Роурк смахнул на пол книги с единственного стула и сел. Мэллори стоял перед ним, слегка покачиваясь.
— Вы выбрали неправильную тактику, — сказал Мэллори. — Вы, наверное, здорово на мели, раз гоняетесь за таким скульптором как я. Вам надо было бы сделать не так — Вы вызываете меня к себе в контору. Я прихожу — вас нет. Во второй раз вы заставляете меня ждать полтора часа, затем выходите в приемную, здороваетесь со мной за руку, и спрашиваете, не знаю ли я м-ра Вильсона и говорите, что это просто замечательно, что у нас есть общие знакомые, но что сегодня вы заняты, а вот скоро вы пригласите меня пообедать с вами, и тогда мы поговорим о деле. Так тянется два месяца. Затем вы заявляете, что я никуда не гожусь и выбрасываете мою работу на помойку, а заказ отдаете какому-нибудь Бронсону. Вот как это делается, м-р Роурк.
Говоря это, Мэллори внимательно следил за реакцией Роурка.
— Мне нравятся ваши здания, — продолжал он. — Вот почему я не хотел встречаться с вами. Чтобы мне потом не было противно смотреть на них. Я хотел думать, что вы достойны ваших зданий.
— Может быть, это так и есть.
— Так не бывает.
Он сел на кровати, не спуская с Роурка испытующего взгляда.
— Послушайте, — отчетливо и осторожно выбирая слова, сказал Роурк. — Я хочу, чтобы вы сделали статую для Храма Стоддарда. Дайте мне лист бумаги, и я сейчас же составлю контракт. Если я возьму другого скульптора или не воспользуюсь вашей работой, я обязуюсь заплатить вам миллион долларов.
— Вы можете говорить нормально. Я совсем не так пьян. Я все понимаю.
— Так как же?
— Почему вы выбрали меня?
— Потому что вы хороший скульптор.
— Это неправда.
— То, что вы хороший скульптор?
— Нет.
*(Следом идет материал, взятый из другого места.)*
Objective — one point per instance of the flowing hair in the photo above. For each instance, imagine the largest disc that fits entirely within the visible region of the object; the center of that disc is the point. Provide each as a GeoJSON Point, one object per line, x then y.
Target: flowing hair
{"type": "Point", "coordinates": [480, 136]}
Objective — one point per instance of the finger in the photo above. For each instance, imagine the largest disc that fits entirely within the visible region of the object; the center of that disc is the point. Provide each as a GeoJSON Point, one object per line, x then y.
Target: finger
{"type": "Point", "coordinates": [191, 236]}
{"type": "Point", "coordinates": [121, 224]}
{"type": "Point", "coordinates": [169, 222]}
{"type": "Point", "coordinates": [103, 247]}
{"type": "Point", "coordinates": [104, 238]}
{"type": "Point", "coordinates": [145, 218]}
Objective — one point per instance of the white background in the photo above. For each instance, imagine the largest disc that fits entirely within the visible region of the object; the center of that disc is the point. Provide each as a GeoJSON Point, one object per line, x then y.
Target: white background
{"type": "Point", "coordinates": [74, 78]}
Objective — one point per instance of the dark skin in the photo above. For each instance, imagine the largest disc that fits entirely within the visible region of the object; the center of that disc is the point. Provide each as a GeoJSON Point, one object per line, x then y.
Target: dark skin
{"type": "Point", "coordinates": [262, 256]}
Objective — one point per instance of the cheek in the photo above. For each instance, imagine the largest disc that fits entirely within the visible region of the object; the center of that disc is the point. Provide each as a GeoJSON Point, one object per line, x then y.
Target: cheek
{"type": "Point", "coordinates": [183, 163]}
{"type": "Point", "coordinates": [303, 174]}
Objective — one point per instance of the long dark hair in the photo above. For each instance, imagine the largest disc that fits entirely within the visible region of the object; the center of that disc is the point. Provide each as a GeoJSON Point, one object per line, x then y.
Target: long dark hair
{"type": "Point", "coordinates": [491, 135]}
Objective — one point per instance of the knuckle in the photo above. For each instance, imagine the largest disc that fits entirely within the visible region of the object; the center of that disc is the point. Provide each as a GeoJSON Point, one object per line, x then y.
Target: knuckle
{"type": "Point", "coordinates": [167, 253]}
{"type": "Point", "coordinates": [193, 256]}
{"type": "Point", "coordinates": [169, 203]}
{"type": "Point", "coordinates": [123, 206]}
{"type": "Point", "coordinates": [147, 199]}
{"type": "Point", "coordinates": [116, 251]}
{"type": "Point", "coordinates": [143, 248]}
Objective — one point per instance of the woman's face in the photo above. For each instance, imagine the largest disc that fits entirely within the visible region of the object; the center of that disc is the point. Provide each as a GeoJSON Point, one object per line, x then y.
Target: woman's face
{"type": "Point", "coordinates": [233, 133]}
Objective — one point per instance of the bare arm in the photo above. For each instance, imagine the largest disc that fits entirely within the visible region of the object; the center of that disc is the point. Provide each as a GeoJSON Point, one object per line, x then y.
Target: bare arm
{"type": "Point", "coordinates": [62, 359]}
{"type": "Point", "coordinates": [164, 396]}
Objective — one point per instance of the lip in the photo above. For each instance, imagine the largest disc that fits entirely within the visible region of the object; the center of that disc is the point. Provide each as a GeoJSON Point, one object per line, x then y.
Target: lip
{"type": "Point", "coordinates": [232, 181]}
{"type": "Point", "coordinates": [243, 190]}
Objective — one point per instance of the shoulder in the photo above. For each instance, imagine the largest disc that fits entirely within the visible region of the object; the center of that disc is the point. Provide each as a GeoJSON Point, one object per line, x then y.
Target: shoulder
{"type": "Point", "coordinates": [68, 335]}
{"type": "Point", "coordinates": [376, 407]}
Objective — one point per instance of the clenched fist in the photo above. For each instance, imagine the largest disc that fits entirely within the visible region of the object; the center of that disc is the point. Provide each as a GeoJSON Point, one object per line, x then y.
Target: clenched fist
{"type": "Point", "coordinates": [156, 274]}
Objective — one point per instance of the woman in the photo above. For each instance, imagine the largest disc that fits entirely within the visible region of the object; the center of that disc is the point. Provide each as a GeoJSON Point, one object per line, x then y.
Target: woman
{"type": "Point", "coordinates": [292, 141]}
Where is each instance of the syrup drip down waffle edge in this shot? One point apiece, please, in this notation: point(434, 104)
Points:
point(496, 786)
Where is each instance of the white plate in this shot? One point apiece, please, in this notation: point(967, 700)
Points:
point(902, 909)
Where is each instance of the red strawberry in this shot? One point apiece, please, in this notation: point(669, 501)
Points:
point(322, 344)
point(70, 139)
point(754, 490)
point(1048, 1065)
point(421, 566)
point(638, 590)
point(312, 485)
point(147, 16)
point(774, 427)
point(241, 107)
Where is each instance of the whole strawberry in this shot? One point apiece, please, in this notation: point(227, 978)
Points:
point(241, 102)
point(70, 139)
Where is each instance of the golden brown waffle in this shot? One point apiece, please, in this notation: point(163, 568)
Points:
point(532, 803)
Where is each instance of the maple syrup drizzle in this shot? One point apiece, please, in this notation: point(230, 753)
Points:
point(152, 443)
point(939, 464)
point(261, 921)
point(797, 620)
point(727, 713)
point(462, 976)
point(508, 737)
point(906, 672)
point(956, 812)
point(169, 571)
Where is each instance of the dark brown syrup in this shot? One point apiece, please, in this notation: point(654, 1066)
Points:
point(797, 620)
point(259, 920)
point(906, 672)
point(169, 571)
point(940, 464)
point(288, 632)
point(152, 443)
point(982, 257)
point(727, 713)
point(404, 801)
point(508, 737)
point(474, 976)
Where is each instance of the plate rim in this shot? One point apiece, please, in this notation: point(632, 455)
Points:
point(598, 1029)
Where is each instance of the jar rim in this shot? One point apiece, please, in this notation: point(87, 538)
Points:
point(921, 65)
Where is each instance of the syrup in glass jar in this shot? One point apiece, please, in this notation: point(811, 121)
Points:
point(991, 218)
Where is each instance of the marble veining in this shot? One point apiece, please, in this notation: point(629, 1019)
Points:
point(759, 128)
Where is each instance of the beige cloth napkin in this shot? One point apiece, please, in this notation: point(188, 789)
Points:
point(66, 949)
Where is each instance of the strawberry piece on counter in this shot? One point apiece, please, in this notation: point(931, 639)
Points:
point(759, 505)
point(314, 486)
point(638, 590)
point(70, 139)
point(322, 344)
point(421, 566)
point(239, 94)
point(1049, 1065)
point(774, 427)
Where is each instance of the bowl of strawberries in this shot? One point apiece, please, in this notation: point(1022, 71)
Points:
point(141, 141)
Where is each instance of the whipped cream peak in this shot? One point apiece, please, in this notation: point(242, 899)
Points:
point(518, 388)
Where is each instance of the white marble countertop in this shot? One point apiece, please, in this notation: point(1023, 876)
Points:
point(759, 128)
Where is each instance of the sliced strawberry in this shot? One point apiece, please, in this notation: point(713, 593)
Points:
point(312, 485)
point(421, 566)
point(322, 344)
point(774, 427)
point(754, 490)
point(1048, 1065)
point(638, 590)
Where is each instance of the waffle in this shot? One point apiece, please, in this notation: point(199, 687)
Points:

Что вы поэтому пришли. Кто посоветовал вам нанять меня?
— Никто.
— Какая-нибудь из моих любовниц?
— Я не знаю ваших любовниц.
— Вы что, превысили бюджет на строительство?
— Нет. Сумма не ограничена.
— Жалеете меня?
— Нет. Почему я должен вас жалеть?
— Так почему же, черт побери?
— Я уже вам сказал. Причина простая: мне нравится ваша работа.
— Они все тоже так говорили. Так в чем же причина?
— Мне действительно нравится ваша работа. Мэллори оживился. Его голос звучал совершенно трезво:
— Вы хотите сказать, что вы видели кое-что из моих вещей, и вам понравилось, вам, самому, и вы решили пригласить меня именно по этой причине, не зная обо мне ничего — только благодаря моим скульптурам и тому, что вы в них увидели — и вы пошли искать меня сами — и терпели здесь от меня все эти оскорбления — только потому, что мои скульптуры заинтересовали вас — вы это хотите сказать?
— Вот именно. Глаза юноши расширились от удивления. На него было больно смотреть. Затем, покачав головой, он сказал:
— Нет. — Он наклонился вперед, умоляюще глядя на Роурка. — Послушайте, м-р Роурк. Я подпишу с вами контракт. Вы знаете, что мне некуда деваться. Достаточно взглянуть на мою комнату. Но почему вы не хотите сказать правду? Для вас это все равно — а для меня… для меня это так важно!
— Что вам важно?
— Понимаете… Я думал, что я больше никому не нужен. Но вот приходите вы… Ладно. Я попробую еще раз. Только скажите мне правду. Я не хочу думать, что я работаю для кого-то, кому нравится моя работа, а потом… Я больше этого не вынесу… Пожалуйста, скажите мне правду, мне будет спокойнее. Я буду вас больше уважать. Честное слово…
— Что с тобой, малыш? Что они с тобой сделали?
— Потому что… — вдруг заорал он, потом сразу перешел на шепот, — я два года пытался привыкнуть к мысли, что то, в чем вы сейчас пытаетесь меня убедить, не существует.
Роурк подошел к нему и взял его за подбородок.